That thing with finger-tapping in the Eighties, with the hair bands, everybody was doing that finger tapping. Once you’ve seen the master do it, everyone else comes second. Anybody after Eddie Van Halen was in second, as far as I’m concerned. There were some other good players, and there are some very clever ones, but it’s not just playing an instrument. You’ve got to put the emotion behind you, and Eddie had all that. He made it look so easy.
One thing I loved about Eddie was he always had a big grin on his face, and he looked like he was enjoying every second he was up there. Whether it was showbiz bullshit or not — I don’t think it was — he always looked like he was having the best time of his life up there.
And Van Halen were a force to be reckoned with. They weren’t an easy band to follow. I remember one time, we did a gig in San Antonio; they went on, and the building was jampacked. You couldn’t get away from it. They went on and blew the roof off. And we had to follow them. I mean, it was such a hard gig for us. To follow Van Halen, you’d go, “Oh, fuck. No.” And after that tour, they took off.

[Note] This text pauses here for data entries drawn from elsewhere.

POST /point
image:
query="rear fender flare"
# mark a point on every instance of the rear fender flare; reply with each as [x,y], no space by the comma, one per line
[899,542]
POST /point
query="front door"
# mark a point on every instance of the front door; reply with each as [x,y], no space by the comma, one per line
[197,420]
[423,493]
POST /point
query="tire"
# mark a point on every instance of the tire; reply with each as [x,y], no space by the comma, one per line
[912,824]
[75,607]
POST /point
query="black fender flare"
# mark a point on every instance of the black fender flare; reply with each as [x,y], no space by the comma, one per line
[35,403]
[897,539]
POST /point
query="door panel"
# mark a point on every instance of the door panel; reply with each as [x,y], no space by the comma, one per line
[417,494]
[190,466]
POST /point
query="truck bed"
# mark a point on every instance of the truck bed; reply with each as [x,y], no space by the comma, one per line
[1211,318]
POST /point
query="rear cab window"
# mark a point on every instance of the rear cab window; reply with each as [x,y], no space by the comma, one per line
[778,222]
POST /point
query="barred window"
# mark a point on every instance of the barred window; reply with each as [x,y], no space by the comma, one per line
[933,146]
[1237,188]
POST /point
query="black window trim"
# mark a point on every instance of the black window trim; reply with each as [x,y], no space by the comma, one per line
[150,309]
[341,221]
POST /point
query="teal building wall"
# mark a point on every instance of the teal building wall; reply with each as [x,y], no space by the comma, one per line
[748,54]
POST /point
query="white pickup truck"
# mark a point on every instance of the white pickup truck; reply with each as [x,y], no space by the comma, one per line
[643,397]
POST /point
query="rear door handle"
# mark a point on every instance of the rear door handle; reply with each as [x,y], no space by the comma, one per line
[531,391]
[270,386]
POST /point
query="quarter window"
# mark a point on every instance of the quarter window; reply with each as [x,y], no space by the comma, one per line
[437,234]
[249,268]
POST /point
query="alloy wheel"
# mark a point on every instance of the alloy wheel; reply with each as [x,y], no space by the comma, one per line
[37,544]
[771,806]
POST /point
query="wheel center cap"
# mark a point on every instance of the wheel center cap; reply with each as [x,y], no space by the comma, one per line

They were really a great band. I remember I did Monsters of Rock, and I opened up for Van Halen and AC/DC. And that was a great bill. I was smoking in them days, and then they had to follow me. It was poetic justice.
But I could sit and watch Eddie Van Halen play guitar all day. He’s so entertaining as a guitar player. He made it look like it was not difficult. He made it look like it was a natural thing. Everybody else was trying to be Eddie Van Halen, but there is only one Eddie Van Halen. I thought he was brilliant. God only knows, what you have to do to get that good.